Chaque enfant de couleur veut appartenir au monde, c’est pourquoi je rêve de devenir terre.

Au début, je ne serais que la terre sèche et cassante d’un lieu pillé. Comme une éponge, j’aurais absorbé le sang de tous les génocides coloniaux et je promettrais de me reconstituer en terre fertile. Une terre si fertile et si forte que j’abriterais le laiton et le bronze que vous fondrez dans les manifestations matérielles de vos histoires ancestrales. Sol si fertile et si fort, je formerais les fondations sur lesquelles vous construiriez la maison de votre mère. Sol si fertile et si fort, je nourrirais les plantes qui nourrissent le bétail qui vous nourrit.

 

Chaque enfant de couleur veut appartenir au monde, alors je rêve de devenir de l’eau.

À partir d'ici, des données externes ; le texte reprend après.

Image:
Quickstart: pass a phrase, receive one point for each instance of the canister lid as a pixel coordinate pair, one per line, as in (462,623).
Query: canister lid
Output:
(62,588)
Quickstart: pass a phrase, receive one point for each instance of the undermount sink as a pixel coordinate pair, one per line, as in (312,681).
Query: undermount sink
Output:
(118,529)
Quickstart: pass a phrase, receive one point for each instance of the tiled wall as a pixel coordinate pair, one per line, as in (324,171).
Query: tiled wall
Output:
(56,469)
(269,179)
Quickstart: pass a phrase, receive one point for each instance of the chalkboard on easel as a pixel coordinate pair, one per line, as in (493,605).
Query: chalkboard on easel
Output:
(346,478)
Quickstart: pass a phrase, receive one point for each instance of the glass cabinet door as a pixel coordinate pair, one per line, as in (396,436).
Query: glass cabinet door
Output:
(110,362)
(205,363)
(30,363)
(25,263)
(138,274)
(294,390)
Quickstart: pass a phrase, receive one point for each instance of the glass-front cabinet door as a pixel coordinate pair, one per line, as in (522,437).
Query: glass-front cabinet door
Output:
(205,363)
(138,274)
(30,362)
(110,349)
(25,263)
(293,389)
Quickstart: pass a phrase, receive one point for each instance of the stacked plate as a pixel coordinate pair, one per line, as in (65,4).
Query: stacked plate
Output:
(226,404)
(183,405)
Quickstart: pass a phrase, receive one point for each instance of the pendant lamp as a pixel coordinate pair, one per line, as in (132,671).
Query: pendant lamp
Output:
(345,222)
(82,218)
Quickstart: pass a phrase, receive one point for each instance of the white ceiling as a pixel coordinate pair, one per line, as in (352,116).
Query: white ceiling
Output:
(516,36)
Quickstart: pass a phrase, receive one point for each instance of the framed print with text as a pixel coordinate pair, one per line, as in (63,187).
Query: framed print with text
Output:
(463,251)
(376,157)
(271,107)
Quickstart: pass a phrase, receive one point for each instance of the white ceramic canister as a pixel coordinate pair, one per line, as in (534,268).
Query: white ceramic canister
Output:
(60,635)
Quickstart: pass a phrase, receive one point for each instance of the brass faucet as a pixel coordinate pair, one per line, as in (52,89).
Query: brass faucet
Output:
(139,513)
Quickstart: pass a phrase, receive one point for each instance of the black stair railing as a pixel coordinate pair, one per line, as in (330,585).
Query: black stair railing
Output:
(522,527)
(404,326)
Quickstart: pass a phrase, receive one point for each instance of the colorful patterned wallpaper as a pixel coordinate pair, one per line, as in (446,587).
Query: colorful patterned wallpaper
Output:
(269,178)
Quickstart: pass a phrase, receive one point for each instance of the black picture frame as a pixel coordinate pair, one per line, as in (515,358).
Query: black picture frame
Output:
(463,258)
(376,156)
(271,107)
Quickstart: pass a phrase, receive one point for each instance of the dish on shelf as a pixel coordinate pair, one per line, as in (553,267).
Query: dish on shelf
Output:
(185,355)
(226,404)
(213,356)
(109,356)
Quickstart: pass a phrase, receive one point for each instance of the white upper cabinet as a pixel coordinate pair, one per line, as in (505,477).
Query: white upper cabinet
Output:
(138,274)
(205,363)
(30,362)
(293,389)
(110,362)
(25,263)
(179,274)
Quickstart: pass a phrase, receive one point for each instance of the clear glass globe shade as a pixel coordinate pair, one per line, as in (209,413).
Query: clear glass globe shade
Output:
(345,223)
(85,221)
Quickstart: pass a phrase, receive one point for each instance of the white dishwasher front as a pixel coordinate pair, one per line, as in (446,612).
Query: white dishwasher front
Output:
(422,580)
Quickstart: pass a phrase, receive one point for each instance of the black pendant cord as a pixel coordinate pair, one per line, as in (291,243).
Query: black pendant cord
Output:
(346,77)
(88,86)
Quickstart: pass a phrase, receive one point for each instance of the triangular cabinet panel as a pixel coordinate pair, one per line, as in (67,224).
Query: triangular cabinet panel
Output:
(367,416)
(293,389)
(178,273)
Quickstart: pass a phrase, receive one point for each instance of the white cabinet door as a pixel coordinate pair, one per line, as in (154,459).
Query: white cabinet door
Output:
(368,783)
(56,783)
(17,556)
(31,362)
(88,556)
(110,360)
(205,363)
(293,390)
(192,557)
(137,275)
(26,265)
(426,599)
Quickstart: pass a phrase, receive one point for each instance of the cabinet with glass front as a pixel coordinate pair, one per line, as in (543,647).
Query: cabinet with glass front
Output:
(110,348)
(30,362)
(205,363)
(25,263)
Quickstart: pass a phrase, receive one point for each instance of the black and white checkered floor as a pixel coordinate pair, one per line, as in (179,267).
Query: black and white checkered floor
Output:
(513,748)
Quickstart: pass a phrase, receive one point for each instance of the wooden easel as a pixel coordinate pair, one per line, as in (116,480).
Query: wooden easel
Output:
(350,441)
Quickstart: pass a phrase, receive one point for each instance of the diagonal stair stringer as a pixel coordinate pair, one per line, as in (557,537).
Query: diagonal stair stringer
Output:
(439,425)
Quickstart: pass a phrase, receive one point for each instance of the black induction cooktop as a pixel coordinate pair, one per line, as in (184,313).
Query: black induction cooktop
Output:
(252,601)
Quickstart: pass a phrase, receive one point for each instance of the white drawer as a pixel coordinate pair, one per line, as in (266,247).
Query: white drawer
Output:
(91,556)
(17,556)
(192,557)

Je serais l’océan ouvert que vous traverserez à la recherche de la sécurité. Cette même mer qui est la dernière demeure de votre peuple. Qui recrache le minuscule corps d’un petit garçon vêtu de rouge pour chanter les injustices dont elle est le témoin. S’écrasant. Se brisant. Tiraillant les bords effilochés de votre monde. Encore et encore…
Ou, peut-être, je serais les eaux douces. Le genre qui vous baptise dans une douce étreinte et vous permet de renaître.

 

Tous les enfants de couleur veulent appartenir au monde, c’est pourquoi je rêve de devenir le vent.

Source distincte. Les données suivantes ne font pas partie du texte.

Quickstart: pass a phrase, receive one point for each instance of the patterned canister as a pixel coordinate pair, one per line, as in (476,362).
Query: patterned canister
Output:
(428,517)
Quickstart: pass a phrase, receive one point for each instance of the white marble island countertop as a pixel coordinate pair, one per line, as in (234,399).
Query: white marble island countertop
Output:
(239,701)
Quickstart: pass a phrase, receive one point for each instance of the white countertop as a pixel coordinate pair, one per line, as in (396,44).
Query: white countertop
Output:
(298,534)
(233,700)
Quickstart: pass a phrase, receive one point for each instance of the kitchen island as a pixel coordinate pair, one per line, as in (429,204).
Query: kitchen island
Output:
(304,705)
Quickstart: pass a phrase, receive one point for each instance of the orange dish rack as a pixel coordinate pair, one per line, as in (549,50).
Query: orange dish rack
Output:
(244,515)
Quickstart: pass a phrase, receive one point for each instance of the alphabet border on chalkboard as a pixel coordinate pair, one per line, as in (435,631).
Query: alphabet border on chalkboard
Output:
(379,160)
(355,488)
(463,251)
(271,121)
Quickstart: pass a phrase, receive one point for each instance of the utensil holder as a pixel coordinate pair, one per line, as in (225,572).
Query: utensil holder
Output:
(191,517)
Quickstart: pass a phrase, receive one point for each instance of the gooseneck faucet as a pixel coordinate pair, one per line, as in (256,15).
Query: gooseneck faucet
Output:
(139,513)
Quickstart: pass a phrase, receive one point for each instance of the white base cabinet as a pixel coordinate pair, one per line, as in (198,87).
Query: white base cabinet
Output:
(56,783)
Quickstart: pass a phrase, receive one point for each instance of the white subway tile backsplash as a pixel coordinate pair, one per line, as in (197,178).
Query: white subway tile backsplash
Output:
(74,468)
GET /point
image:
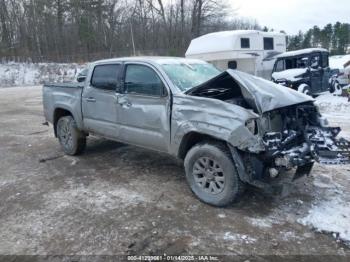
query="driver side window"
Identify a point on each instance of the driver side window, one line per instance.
(141, 79)
(315, 61)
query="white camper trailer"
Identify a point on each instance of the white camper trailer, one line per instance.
(249, 51)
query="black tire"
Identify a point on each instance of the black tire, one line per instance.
(306, 90)
(227, 183)
(72, 140)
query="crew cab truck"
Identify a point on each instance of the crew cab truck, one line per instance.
(305, 70)
(229, 128)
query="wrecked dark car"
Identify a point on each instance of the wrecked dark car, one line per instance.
(305, 70)
(229, 128)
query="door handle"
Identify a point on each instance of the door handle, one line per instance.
(91, 99)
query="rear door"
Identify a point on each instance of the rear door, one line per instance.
(144, 108)
(99, 100)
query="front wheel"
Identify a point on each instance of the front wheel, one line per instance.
(72, 140)
(305, 89)
(211, 174)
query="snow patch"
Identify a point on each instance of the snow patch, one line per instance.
(331, 216)
(30, 74)
(228, 236)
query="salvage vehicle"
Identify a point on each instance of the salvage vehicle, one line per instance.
(305, 70)
(230, 128)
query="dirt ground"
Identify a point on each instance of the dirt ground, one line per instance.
(118, 199)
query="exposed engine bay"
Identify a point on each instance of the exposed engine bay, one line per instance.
(293, 136)
(302, 135)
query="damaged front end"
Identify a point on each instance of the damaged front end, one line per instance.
(301, 136)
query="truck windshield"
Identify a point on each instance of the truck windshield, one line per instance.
(185, 76)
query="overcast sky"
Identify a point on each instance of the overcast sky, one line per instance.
(294, 15)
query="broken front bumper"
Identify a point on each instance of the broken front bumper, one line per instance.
(318, 144)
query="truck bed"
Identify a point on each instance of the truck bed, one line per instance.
(63, 96)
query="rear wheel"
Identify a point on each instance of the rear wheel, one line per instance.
(72, 140)
(211, 174)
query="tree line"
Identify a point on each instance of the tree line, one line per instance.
(83, 30)
(335, 38)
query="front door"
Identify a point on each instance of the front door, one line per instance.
(99, 101)
(144, 108)
(316, 73)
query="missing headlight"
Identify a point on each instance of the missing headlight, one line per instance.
(252, 126)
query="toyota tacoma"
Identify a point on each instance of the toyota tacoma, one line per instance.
(229, 128)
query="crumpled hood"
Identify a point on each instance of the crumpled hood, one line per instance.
(266, 95)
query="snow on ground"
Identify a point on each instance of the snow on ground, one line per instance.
(333, 105)
(338, 61)
(29, 74)
(331, 214)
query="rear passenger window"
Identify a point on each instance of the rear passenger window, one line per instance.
(105, 76)
(140, 79)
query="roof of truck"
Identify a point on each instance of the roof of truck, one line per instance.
(302, 52)
(151, 59)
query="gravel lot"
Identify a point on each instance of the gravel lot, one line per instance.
(118, 199)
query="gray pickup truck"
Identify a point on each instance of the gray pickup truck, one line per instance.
(230, 128)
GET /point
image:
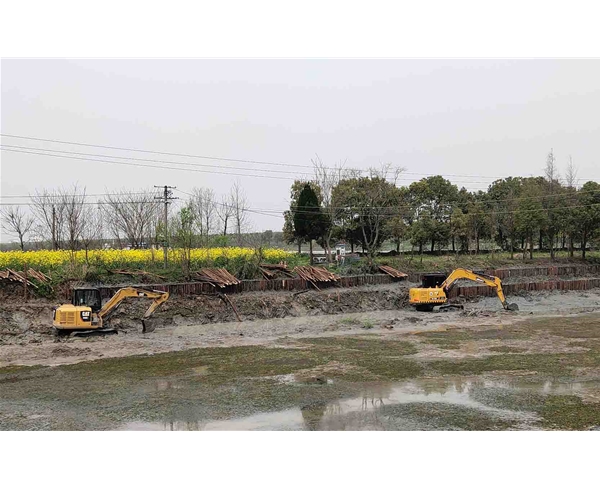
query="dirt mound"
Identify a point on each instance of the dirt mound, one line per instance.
(25, 318)
(70, 351)
(255, 306)
(30, 319)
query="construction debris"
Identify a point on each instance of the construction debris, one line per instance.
(315, 274)
(272, 271)
(23, 276)
(393, 272)
(138, 273)
(217, 277)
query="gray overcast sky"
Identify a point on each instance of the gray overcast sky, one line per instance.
(474, 117)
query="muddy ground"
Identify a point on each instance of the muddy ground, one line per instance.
(182, 323)
(360, 361)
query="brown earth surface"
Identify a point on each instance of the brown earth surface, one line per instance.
(269, 318)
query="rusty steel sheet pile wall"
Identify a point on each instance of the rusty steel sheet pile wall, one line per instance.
(297, 284)
(515, 288)
(530, 271)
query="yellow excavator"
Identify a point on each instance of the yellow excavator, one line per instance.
(86, 316)
(427, 297)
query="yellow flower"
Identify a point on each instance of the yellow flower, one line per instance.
(113, 258)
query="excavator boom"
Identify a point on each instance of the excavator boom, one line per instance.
(159, 297)
(426, 298)
(86, 316)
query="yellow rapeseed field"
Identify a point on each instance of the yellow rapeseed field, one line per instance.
(119, 257)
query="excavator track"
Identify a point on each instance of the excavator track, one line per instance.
(93, 332)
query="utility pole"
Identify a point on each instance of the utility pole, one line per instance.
(166, 198)
(54, 228)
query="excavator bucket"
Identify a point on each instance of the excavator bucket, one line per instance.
(148, 325)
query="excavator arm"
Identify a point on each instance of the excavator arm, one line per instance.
(492, 281)
(159, 297)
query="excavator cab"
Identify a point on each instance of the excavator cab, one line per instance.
(88, 297)
(86, 315)
(436, 287)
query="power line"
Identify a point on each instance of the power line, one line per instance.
(159, 152)
(182, 163)
(145, 165)
(58, 195)
(216, 158)
(154, 166)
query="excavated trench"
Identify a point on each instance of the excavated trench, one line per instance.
(29, 321)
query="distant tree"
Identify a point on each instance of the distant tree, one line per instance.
(459, 229)
(289, 231)
(421, 230)
(477, 219)
(437, 196)
(530, 216)
(92, 228)
(504, 195)
(225, 213)
(15, 221)
(310, 222)
(239, 203)
(552, 201)
(183, 237)
(133, 217)
(587, 215)
(369, 203)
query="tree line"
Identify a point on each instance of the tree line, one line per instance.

Comme le vent, je deviendrais sauvage. Je dévalerais les sommets des plus hautes montagnes pour hurler avec les loups. Je ferais bruisser toutes les feuilles vertes et épaisses de tous les arbres pour vous faire savoir qu’ils sont bien vivants et qu’ils chantent pour vous. J’effacerais tous les nuages gris et fumants des cheminées d’usine. Et je renverserais toutes les tours que vous bâtissez en bas, à Babel. Pour faire place à de véritables architectures de l’empathie.
Je serais une petite particule d’air. Et j’appartiendrais à chaque être vivant et respirant sur cette planète : inspiré et expiré, puis inhalé à nouveau.

 

Chaque enfant de couleur veut appartenir au monde, c’est pourquoi je rêve de devenir un feu de forêt.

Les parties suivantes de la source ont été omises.